Disclosure: I was offered a free electronic copy of this book in exchange for this book review. The publisher had no input on the review.
Parallel processing is one of the most challenging problems for the modern developer. The first time you start creating threads, you open yourself up to a whole host of problems, including deadlocks and data corruption. The ASP.NET team went to great lengths to hide all the difficulties of multi-threading by presenting a programming model that allows developers to reap the benefits of multi-threading without sweating most of the details. Similarly, the Task Parallel Library – introduced in .NET 4, and greatly improved in .NET 4.5 – attempts to bring that same level of abstraction without diving deep into the threading details.
With .NET 4.5, C# and VB acquired new keywords (async and await) that make the creation and consumption of Tasks simpler. Most lengthy operations in the .NET framework were enhanced to support returning Tasks. Using the async and await keywords makes it trivial to write sequential code that leverages asynchronous behavior, and since threads are not blocked, user interfaces can remain responsive. Microsoft made Tasks the foundation of long running operations in their Windows 8 and Windows Phone 8 programming model to ensure that users would always get smooth UI interactions.
“.NET 4.5 Parallel Extensions Cookbook” by Bryan Freeman is a book that covers all aspects of the new Task Parallel Library (including the out-of-band Dataflow Library). The chapters topics include:
- The basics of the Task class, and cancellation with CancellationTokens
- Task continuations and child Tasks
- Parallel data process with Parallel.For and Parallel.ForEach
- Parallelization of LINQ queries
- Concurrent collections like ConcurrentDictionary
- Synchronization primitives like mutexes, monitors, and reader/writer locks
- Profiling and debugging parallel code
- Using async and await
- The Dataflow Library for pluggable parallel data processing
Each chapter includes comprehensive example code on using the feature in question. Many of the samples cover very similar ground, which helps to focus the reader on understanding just the technology at hand.
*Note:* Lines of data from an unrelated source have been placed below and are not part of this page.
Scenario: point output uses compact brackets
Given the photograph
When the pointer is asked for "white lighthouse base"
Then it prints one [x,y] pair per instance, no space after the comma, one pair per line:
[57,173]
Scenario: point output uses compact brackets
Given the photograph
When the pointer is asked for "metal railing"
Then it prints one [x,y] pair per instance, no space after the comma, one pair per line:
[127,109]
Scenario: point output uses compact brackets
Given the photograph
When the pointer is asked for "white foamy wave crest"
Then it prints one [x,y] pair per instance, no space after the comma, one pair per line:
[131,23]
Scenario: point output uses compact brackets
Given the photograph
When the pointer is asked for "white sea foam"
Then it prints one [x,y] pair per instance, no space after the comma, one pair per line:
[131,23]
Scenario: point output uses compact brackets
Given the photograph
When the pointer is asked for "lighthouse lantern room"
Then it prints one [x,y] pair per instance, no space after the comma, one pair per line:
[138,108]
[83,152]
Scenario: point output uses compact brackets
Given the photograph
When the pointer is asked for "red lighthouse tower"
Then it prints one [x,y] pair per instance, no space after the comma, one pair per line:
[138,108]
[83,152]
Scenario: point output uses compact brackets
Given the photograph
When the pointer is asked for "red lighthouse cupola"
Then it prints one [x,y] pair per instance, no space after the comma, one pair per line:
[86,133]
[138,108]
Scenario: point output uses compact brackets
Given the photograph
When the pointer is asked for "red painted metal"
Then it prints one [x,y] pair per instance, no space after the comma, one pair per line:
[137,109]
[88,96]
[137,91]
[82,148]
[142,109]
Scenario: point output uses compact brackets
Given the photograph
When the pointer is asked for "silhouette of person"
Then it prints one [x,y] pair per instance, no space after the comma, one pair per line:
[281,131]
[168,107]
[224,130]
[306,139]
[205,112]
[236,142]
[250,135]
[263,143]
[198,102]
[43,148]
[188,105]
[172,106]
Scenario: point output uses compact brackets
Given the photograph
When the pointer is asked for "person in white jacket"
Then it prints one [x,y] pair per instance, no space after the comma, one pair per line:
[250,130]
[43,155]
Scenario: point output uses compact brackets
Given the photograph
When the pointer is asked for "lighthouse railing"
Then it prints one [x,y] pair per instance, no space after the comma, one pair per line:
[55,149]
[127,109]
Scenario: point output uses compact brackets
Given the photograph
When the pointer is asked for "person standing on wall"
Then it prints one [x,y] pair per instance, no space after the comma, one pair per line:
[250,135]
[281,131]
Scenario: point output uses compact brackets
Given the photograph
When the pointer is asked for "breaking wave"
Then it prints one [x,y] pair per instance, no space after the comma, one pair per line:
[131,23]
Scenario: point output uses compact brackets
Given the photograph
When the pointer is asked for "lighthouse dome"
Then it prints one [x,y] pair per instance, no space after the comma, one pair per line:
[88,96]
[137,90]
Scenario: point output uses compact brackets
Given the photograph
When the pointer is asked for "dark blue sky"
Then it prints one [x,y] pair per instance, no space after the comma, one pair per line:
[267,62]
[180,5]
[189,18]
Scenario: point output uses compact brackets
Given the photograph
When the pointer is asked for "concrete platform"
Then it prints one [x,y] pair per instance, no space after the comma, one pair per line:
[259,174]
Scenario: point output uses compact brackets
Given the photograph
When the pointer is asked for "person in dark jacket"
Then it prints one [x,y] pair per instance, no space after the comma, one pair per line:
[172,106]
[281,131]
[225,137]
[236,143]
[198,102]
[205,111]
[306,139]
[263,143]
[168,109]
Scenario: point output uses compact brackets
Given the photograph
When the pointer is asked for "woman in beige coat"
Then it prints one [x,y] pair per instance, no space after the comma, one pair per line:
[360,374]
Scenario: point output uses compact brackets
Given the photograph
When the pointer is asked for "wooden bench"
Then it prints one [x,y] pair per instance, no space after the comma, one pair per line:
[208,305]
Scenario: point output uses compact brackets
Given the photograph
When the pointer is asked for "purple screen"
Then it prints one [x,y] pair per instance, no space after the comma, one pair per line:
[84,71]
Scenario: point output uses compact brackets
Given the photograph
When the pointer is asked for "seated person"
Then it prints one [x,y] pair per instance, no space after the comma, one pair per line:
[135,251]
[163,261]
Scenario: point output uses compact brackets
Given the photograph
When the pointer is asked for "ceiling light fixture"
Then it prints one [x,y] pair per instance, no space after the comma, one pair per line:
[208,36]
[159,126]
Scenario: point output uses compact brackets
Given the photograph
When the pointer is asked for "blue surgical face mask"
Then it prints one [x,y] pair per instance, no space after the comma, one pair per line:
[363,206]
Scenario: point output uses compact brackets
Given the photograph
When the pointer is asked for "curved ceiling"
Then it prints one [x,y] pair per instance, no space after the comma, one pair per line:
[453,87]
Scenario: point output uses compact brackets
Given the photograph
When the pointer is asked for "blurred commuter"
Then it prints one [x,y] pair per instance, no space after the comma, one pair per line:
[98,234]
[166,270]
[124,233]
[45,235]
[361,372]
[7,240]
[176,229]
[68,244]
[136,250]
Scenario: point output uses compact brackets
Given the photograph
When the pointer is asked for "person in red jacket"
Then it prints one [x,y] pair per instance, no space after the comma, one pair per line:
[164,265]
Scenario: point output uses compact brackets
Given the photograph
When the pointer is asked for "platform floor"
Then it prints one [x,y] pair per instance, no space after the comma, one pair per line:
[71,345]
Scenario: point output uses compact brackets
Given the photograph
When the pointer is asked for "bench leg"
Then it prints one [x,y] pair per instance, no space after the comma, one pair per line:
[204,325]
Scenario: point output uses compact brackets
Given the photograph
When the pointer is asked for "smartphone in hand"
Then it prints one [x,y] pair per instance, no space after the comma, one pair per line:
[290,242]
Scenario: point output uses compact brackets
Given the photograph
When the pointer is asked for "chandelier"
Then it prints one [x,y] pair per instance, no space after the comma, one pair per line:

True to cookbook style, the book focuses mostly on the “how”, and leaves most of the “why” to the reader. This makes for a concise code-focused read, but it can leave the reader wondering which technique is best to employ in a particular situation.
On the plus side, the debugging and profiling chapter is worth its weight in gold. Understanding how to employ the multi-threading debugging tools can be black magic, so this chapter is extremely welcome when something goes wrong. The coverage of the Dataflow Library is also unique, as most developers have probably never heard of it (since it was released out-of-band). The thoroughness of the chapters is also one of the book’s stronger suits.
On the down side, the book appears to be an adaptation of a .NET 4.0 edition to 4.5, as the final two chapters seem added on to the existing material. Unfortunately, this means the first two chapters – learning about Tasks and continuations – introduce the developer to techniques that are often inappropriate when targeting 4.5. I would’ve preferred to see those first two chapters re-written in 4.5 style rather than left as-is, so my recommendation to readers would be to immediately read chapter 9 after chapters 1 and 2, and throw away much of the advice from those early chapters.
On the whole, this book can be valuable to someone looking for concentrated information about the TPL. As mentioned previously, if you have little experience with debugging and profiling multithreaded code, that chapter is worth the price of entry alone.